Adults are on wing in May. There is one generation per year.

- Ovum
Eggs are laid on the underside of a birch leaf, usually beside a rib. Species recorded include shrubby birch (Betula humilis), dwarf birch (Betula nana), silver birch (Betula pendula) and downy birch (Betula pubescens), including Betula pubescens carpatica.

- Larvae
Larvae are greenish white with a darker green gut; the head has some brown which is darker than the similar looking Stigmella confusella. They mine the leaves of their host plant in a slender corridor that hardly widens. The first quarter of the mine is filled with cloudy green frass and the mine than becomes wider with black frass, leaving broad clear margins.
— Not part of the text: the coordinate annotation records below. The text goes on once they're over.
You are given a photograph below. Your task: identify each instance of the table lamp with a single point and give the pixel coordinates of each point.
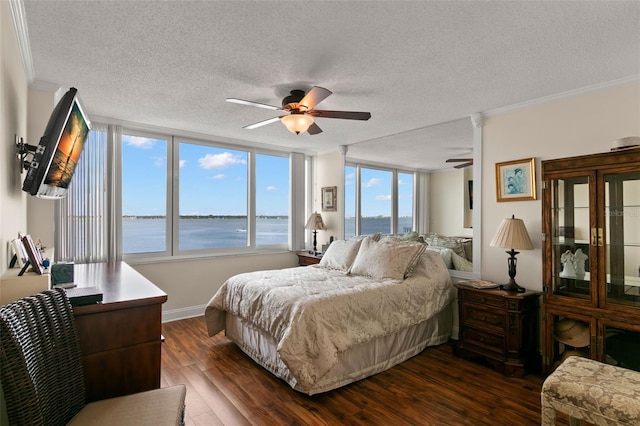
(512, 234)
(315, 223)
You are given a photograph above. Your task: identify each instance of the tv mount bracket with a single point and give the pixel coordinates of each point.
(23, 150)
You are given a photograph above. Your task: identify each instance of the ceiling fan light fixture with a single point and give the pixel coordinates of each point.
(297, 123)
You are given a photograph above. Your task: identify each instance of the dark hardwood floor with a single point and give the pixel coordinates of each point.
(225, 387)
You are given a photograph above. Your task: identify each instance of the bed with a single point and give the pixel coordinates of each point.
(367, 306)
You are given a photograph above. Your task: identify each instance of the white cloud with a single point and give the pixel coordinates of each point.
(220, 161)
(140, 142)
(371, 183)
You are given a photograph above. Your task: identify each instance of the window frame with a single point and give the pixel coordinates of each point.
(173, 200)
(394, 194)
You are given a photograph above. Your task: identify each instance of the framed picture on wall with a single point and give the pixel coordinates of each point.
(329, 198)
(516, 180)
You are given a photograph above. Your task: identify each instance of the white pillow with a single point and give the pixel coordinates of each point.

The gallery is long and tends to be angular as it follows veins and makes sudden changes in direction; it can cross veins and the midrib. They feed in June and July and have been found in October, suggesting a partial second brood.

- Cocoon
The cocoon is spun below the surface and is deep reddish or purplish brown.

==Distribution==
It is found in most of Europe (except the Balkan Peninsula and the Mediterranean islands), east to the eastern part of the Palearctic realm. The moth has been found in British Columbia Canada.

==Etymology==
Stigmella lapponica was described by Maximilian Ferdinand Wocke in 1862 from a specimen found at Bossekop, Finnmark, Norway. The specific name refers to lapponicus, Lappish; the location of the type specimen in northern Norway. Stigmella – ″stigma″, a small dot or a brand, referring to the conspicuous (or occasionally metallic) fascia on the forewing of many of the Stigmella species, or possibly the small size of the moths.